Endless options. Conflicting priorities. Tight budgets. For many companies, the Product Lifecycle Management (PLM) software selection process can feel like an enormous, daunting task.
Since leading PLM softwares are inching closer as their system capabilities expand and mature, it’s easy to get caught up in the bells and whistles of the software.
Furthermore, smaller cloud PLM systems are now also in the game – and playing with great cards.
To start you off in the right direction, here’s a no-nonsense guide to choosing a PLM system.
PLM Software Selection: Common Reasons for PLM Evaluation
There are 4 key reasons for undertaking a PLM software evaluation process:
#1 - You don’t have PLM software.
This is probably the easiest scenario: your company doesn’t have a PLM system yet. You might be a start-up, or have survived with CAD, PDM, and ERP. The fact is, you feel like you need to better manage your product data through its lifecycle and start with a blank page.
#2 - Your existing PLM software is getting old.
Legacy technology, expensive upgrades, or home-grown systems that are no longer supported are common reasons for companies to look for a new PLM system.

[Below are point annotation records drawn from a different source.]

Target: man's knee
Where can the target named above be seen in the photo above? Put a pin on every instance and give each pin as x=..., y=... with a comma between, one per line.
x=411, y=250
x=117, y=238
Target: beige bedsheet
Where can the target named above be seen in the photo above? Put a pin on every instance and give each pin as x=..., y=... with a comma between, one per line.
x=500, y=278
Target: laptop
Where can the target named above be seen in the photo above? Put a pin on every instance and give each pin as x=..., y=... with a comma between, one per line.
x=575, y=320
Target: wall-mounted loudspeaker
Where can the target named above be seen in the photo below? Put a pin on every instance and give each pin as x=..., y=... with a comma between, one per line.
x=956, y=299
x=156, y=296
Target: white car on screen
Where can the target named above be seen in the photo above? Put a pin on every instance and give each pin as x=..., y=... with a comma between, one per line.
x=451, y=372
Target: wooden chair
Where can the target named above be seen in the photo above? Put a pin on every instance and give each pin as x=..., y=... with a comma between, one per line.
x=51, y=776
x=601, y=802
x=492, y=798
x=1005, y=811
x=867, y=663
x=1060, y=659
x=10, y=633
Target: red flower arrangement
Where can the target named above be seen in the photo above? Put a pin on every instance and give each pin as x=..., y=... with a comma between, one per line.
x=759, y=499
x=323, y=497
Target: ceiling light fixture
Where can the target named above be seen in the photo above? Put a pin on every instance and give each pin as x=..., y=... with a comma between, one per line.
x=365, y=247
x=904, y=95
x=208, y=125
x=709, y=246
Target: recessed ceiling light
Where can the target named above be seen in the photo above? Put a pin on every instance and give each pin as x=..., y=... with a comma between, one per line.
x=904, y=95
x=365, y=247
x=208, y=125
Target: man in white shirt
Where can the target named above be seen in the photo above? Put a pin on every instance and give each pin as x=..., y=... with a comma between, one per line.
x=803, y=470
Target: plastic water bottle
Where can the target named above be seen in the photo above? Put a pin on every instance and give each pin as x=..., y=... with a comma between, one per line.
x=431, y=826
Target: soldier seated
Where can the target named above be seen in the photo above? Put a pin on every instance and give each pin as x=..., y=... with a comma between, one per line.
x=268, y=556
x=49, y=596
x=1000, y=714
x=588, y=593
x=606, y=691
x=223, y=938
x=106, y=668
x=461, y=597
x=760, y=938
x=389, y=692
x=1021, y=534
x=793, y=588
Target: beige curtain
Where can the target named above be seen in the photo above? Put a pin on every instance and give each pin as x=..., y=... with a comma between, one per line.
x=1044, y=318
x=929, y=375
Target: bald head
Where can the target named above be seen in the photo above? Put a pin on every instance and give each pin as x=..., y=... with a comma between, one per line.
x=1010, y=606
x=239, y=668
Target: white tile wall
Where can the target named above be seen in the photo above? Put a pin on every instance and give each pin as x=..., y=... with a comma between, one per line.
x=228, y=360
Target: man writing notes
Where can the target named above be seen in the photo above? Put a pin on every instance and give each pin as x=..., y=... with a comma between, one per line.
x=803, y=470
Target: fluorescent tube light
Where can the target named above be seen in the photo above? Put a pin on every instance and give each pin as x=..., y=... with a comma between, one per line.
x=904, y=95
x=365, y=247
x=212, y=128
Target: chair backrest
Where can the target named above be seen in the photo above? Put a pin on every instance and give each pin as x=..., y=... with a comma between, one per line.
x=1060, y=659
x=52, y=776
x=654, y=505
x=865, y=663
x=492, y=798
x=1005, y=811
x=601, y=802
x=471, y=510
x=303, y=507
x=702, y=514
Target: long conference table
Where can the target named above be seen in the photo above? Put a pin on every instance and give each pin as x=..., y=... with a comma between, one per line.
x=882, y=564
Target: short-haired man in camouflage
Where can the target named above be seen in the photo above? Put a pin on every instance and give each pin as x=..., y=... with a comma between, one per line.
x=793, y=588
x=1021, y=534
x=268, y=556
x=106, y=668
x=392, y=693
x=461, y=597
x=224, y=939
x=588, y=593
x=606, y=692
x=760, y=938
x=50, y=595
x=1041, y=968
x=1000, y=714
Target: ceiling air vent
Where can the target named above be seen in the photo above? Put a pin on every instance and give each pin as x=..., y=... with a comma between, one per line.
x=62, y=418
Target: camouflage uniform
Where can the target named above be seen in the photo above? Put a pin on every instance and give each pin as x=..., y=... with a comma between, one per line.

Some firms might have a well-functioning system in place, but the infrastructure is getting old or the vendor has stopped supporting the software.
In such cases, you might decide to evaluate new PLM software to replace your existing, antiquated technology.
#3 - Your company is undergoing a merger.
Another common reason for companies to evaluate new PLM software is a recent merger.
A merger that brings together companies with different PLM systems triggers the PLM evaluation process to build common ground.
Many companies find themselves in this situation: you have an expensive PLM software and a development process that’s anything but agile.
Your people hate the system and would do anything to stay outside of it, and the system vendor that doesn’t support them to make things work.
Moving On - Implementing a New PLM System
Successfully implementing a PLM system is a hard nut to crack. It’s a complex process and affects the entire lifecycle.
In this situation, it often pays off to start again and take advantage of the current challenges to propel your PLM transformation and generate the right energy with a new system.
PLM Selection Process: 5 Steps to Agile PLM Software Selection
Too often, organizations make the mistake of rushing through the PLM software selection process without really focusing on the purpose of the evaluation.
Even if the executive buy-in is strong, new PLM software changes the way people work. But PLM systems are useless if your people won’t use them or if teams have to spend an inordinate amount of time fighting with the system rather than doing business.
Kicking off the PLM evaluation process with a light audit, listening to people, and finding out how they feel and what they value is a great way to enable change.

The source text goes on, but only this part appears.